After watching the video, I think my first question is resolved. It is based on the Raft consensus algorithm and data replication. Basically, each write will replicate data to multiple notes, and only majority of the node group thinks it is done, it will return to the client. In this way, we have multiple source of truth and any node has this replica can answer a strong-consistent query. Then, I am more curious about the performance. This video does not answer my fourth question though.
This video mentioned how transaction is implemented, but it is only briefly mentioned. My first intuition is that this process has so many race conditions that can break transaction. Also, it does not give many details about isolation levels. My third question is briefly explained too, but I still do not know how index is constructed and the performance.
Anyway, I need to read more.
I am back after surfing the internet for the whole afternoon! There are quite a few blogs and videos discussing transactions in CockroachDB, but none of them show the details I desire, so I was still lost until I read this paper RAFT based Key-Value Store with Transaction Support. I would admit that I love short papers! This paper is not about CockroachDB, but I believe CockroachDB uses the same idea. Basically, it is Raft + 2PC. The transaction coordinators form a Raft group. The data shards form a group of Raft groups. The transaction coordinator leader uses 2PC(two-phase commit) algorithm to coordinate data shards leaders to commit a transaction.

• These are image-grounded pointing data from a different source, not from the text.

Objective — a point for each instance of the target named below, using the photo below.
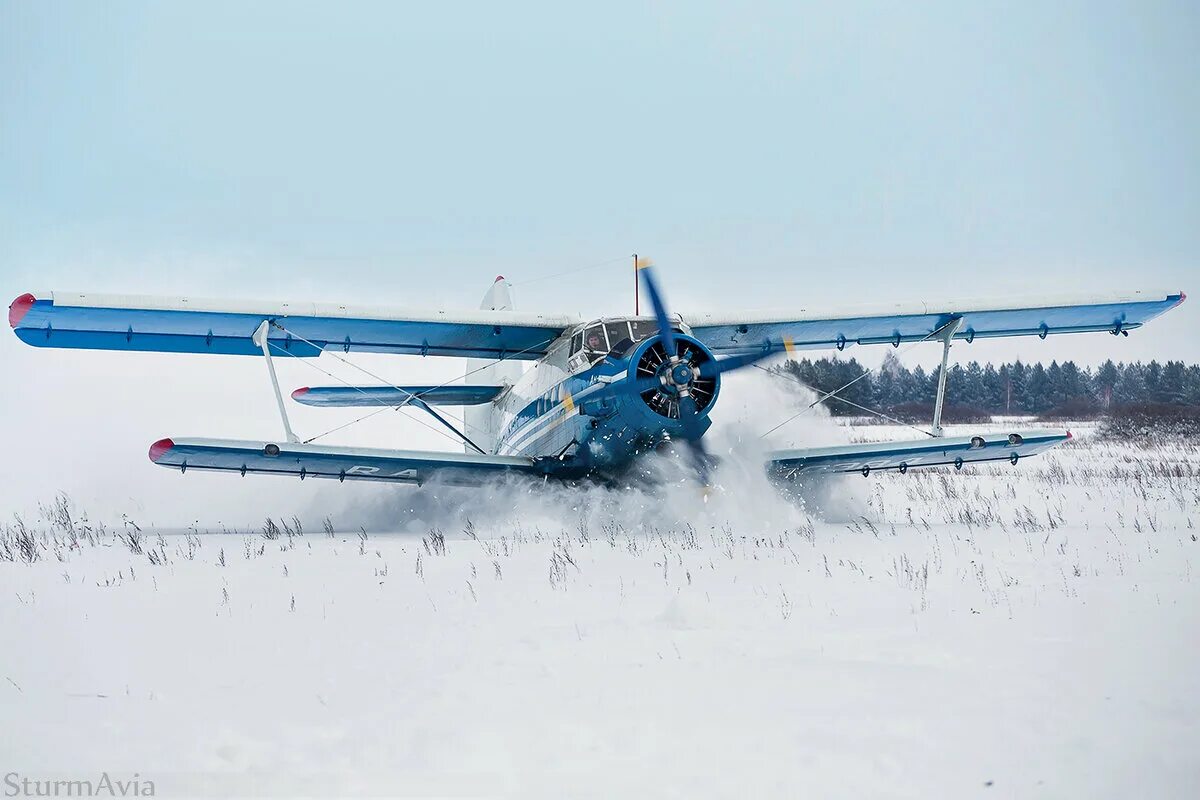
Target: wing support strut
(261, 341)
(947, 337)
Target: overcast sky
(765, 154)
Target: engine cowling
(667, 377)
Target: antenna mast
(637, 300)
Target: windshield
(594, 342)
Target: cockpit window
(642, 330)
(594, 343)
(617, 334)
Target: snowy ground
(1025, 631)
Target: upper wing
(189, 325)
(916, 322)
(916, 452)
(342, 463)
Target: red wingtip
(159, 449)
(21, 307)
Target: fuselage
(576, 405)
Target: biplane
(558, 397)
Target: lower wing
(341, 463)
(919, 452)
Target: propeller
(678, 373)
(681, 376)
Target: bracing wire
(574, 271)
(388, 383)
(843, 400)
(865, 372)
(373, 400)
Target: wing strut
(947, 337)
(259, 338)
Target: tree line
(1006, 389)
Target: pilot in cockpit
(594, 343)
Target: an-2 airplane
(599, 394)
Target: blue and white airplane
(599, 394)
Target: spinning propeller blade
(660, 310)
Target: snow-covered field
(1029, 631)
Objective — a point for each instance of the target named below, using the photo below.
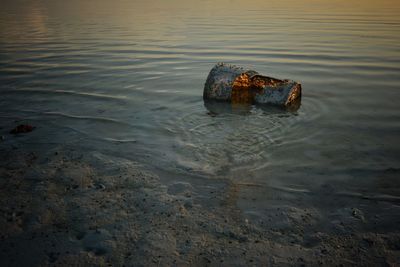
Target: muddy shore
(61, 206)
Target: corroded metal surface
(237, 85)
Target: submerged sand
(61, 206)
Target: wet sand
(62, 206)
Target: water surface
(126, 78)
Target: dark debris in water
(22, 128)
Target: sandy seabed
(61, 206)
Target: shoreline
(62, 206)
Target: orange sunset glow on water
(200, 133)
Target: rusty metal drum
(237, 85)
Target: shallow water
(126, 78)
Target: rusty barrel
(237, 85)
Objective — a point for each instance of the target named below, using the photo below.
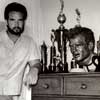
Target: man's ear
(90, 46)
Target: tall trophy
(61, 39)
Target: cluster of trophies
(58, 63)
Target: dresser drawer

So far, we figured out how distributed transaction works. The paper also provides some benchmark data. Write transaction can take up to 5 seconds given heavy loads! I am more curious to see CockroachDB’s benchmark. We are still left with the 3rd and 4th questions.
OK. After digging around for some more time, It is 11:41pm PST. I found this post from CockroachDB team. It is well written. Now I understand how data is stored in the kv store and how secondary indices are implemented. But how about joins?
Btw, I came across quite a few databases I probably need to dig deep into.
- RocksDB
- BadgerDB
- BoltDB. This is archived. There is a Hacker news post saying that the author of BadgerDB was disappointed by the performance of BoltDB, so he/she invented BadgerDB.
- pebble
- TiKV
2023-06-20 Mon
TIL: https://wg21.link/index.html is the place to search all C++ Standards Committee Papers. It is a really a wonderful place for me to dig into the history of some topics.
2023-06-15 Thu
TIL: LLVM does have its libc++ library, but its libc library is not ready to use. So it will use whatever libc library provided by OS: glibc, apple libc, Musl, etc.
See more details in this post. https://stackoverflow.com/questions/59019932/what-standard-c-library-does-clang-use-glibc-its-own-or-some-other-one
Also learnt the difference between abort
and exit
: https://stackoverflow.com/questions/397075/what-is-the-difference-between-exit-and-abort
2023-06-10 Sat
TIL: https://github.com/haoNoQ/clang-analyzer-guide/releases
2023-06-07 Wed
Last time I said LLVM static analyzer is my next focus. But I found it is so hard. I spent two days reading Prof. Anders Moller’s book Static Program Analysis, and some companying videos, called “DECA I” on Youtube. But still I found it not easy to follow.
Meanwhile, Prof. Claire Le Goues’s course Program Analysis seems quite interesting. I think it is better to learn it by doing projects.
2023-06-04 Sun
LLVM static analyzer will be my next focus.
2023-06-01 Thu
TIL:
The final period or comma goes inside the quotation marks, even if it is not a part of the quoted material, unless the quotation is followed by a citation. If a citation in parentheses follows the quotation, the period follows the citation.
Grammarly helps!
2023-05-27 Sat
TIL: Split Infinitives
I started using grammarly and it pointed me a potential mistake like to easily use
. According to https://www.niu.edu/writingtutorial/grammar/split-infinitives.shtml,
An infinitive is a verb preceded by the word to: (to write, to examine, to take, to cooperate). When an adverb appears between to and the verb itself, we get a split infinitive.
2023-05-24 Wed
TIL: The Inverted Pyramid Structure
2023-05-16 Tue
Definitely will never read the memory paper from Ulrich. :)
2023-05-14 Sun
After reading a lot of ELF in the last 3 weeks. I will pick up mold source code. I found that I can attach vscode to k8s. I will do that I want to dig into x86 binary files.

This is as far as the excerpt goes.